Columns “But when I, as a professional, don’t see any signs,” says the doctor on call – We don’t get help even though the sick person and we relatives know it is needed now

Closed at the door of the department the soundscape changes. Inside the ward, keychains squeak to the pace of the nurses ’steps. I remember those sounds carefully, for I have heard them many times when I have visited my relatives.

I have referred him to involuntary treatment often. Sometimes the police have been needed to help when a manic and delusional person has not realized that he is ill but has believed that he is being chased by a murderous league.

There are conflicting thoughts associated with those moments. Do I have the right to deliver another person behind bars? How does it feel for a person who otherwise feels persecuted? Why does he think I’m a murderer? Why didn’t we get help before?

At the same time, the doors of the closed compartment bring relief. When the lock snaps behind my back, I know that for the next few weeks, he will be calm and his relative safe, his mind leveling.

So if it goes so well that the patient gets to the hospital.

Early summer it is often a difficult time for us, for mania begins to increase as the light begins to begin. First come the little tips. Speech is accelerating, swearing is increasing, gambling is tempting.

Then there is the rush, as there is only a couple of weeks to go from the first signs to psychosis.

If medication was prescribed in a timely manner, paranoia, incidents, and prolonged involuntary treatment could likely be avoided. But that’s when the doors close in front of us.

“It doesn’t look bad yet,” the doctor said on duty. “But when I, as a professional, don’t see the signs,” it was stated one other time.

Thus, medication is not prescribed.

It doesn’t help, even if the sick person says he noticed the mania rising. And it doesn’t help, even though we relatives assure us that we recognize the signs of the disease.

Treatment is only available when the situation is impossible. And not always.

Venla Kuoppamäki fresh nonfiction Sun’s son visited here tells the story of Kuoppamäki’s boy in his twenties. Patient with bipolar disorder Oscar ended up manic several times in a closed department. Many times he escaped from there as soon as he received a permit to go out.

Therefore, Kuoppamäki requested that permission not be granted until the delusions had disappeared. Permission was still given, and Oscar escaped. For on his escape he also died.

As he read the book, he cried and was angry.

My purpose there are no barking doctors or nurses. I have met great professionals over the decades. That, too, is an experienced and gentle nurse at the Hus Psychiatric Center, who asked if monitoring your illness had really been the responsibility of your relatives all these years. And then arranged for my relatives to be admitted to outpatient care for the first time.

I think of this caregiver with warmth often. But getting treatment shouldn’t depend on whether you happen to see a tired or devoted professional. There is always both, and the system still needs to work.

Of course, a lot has been done. Suicides have been reduced. Rehabilitation psychotherapy replaced by Kela is now easier to obtain than ten years ago.

But the most severely ill are too often thrown away or relied on by tired relatives.
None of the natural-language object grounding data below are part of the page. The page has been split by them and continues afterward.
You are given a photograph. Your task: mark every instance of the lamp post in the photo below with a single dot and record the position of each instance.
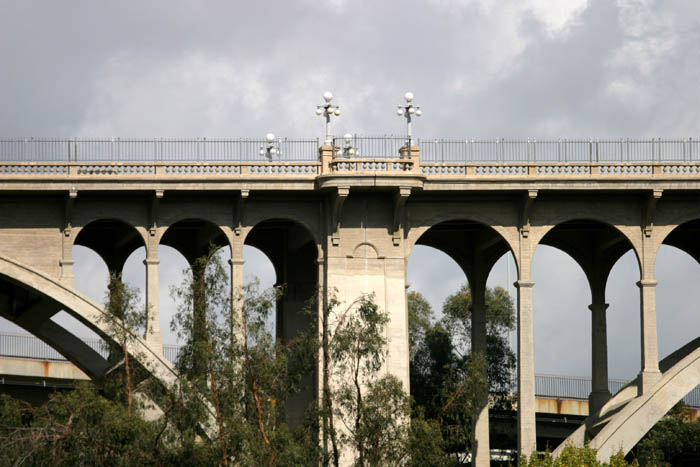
(408, 110)
(271, 147)
(348, 150)
(327, 110)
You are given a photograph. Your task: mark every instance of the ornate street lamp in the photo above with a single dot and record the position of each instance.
(408, 110)
(327, 110)
(271, 148)
(348, 150)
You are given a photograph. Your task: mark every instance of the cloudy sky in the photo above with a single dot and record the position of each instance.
(478, 68)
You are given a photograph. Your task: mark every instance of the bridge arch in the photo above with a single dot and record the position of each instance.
(43, 296)
(112, 239)
(294, 251)
(683, 236)
(193, 236)
(595, 245)
(475, 246)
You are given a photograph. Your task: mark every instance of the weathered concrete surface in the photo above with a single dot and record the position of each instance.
(361, 219)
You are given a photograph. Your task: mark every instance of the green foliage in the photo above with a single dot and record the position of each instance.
(76, 428)
(123, 317)
(573, 457)
(362, 411)
(420, 318)
(674, 440)
(448, 382)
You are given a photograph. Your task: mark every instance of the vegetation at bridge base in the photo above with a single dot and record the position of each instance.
(574, 457)
(123, 318)
(674, 441)
(236, 379)
(448, 381)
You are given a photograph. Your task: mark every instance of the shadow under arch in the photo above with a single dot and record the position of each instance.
(29, 298)
(594, 245)
(685, 238)
(112, 239)
(194, 237)
(293, 251)
(474, 246)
It is also the case that the poor are significantly more likely to end up in psychiatric hospital care than the well-off.

“The lower the annual income, the higher the probability of first psychiatric hospitalization,” wrote a professor of social psychiatry Sami Pirkola In the medical journal a couple of years ago.
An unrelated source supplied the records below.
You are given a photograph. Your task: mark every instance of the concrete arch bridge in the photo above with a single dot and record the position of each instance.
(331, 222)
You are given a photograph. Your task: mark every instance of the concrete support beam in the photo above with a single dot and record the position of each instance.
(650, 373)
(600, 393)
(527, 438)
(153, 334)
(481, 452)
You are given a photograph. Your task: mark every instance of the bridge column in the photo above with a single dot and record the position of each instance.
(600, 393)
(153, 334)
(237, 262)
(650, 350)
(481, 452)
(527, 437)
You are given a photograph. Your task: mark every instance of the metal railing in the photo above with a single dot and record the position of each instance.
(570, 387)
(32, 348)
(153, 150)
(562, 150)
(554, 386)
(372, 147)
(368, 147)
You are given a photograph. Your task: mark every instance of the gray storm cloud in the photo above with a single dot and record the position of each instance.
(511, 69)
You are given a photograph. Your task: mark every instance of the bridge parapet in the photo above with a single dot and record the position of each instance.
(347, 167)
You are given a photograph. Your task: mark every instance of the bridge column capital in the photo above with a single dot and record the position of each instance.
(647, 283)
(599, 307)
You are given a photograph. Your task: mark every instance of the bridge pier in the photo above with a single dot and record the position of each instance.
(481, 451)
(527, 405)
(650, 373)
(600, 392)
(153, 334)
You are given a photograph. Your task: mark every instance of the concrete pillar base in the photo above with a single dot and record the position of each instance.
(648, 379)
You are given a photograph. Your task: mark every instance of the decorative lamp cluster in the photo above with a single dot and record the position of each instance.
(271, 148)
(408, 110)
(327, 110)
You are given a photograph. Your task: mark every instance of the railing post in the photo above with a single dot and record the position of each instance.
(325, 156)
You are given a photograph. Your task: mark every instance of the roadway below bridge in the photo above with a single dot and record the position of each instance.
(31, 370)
The causes and consequences are undoubtedly complex, but this is a rather cold fact.

So long As I recall, there has been talk in Finland of the need for more doctors and nurses in healthcare. This can be the case, and in psychiatry this is guaranteed.

Some of the problems could still be solved by other means, even easily and cheaply. Surgery, for example, has succeeded in preventing treatment errors and saving lives in a simple way. There is, however, a complex story behind the insight.

In the fall of 1935, the U.S. Air Force was choosing a new bomber model. A pre-favorite was a Boeing plane, which, however, crashed to the ground on a demonstration flight in the middle of takeoff. Of the five crew members, two died.

No technical fault was found in the aircraft and the pilot had experienced it. However, he had forgotten to unlock the machine’s control surfaces, making the machine unmanageable.

After the accident, Boeing wondered how security could be improved while preventing the company from going bankrupt. Pilots come up with a simple solution: a checklist. It would include all the things that needed to be checked before take-off, even the most obvious ones.

Decades later, checklists were also introduced in surgery. Are the patient’s medications and allergies confirmed? And which hand or foot is being cut?

Surgeon and a professor of medicine at Harvard University Atul Gawande is one of the fathers of checklists. A few years ago he wrote a book on death and to that end interviewed two hundred patients approaching death and their families.

The doctrine of the interviews was also simple: people didn’t talk about death but about life before.

As doctors focus on fighting their patients as much extra time as possible, they also forget to ask what the person wants from their lives. One wants to teach piano, the other eats ice cream and watches football.

I would believe that the mentally ill have one common wish: to survive without involuntary treatment. In that, we relatives could help if we were listened to in time.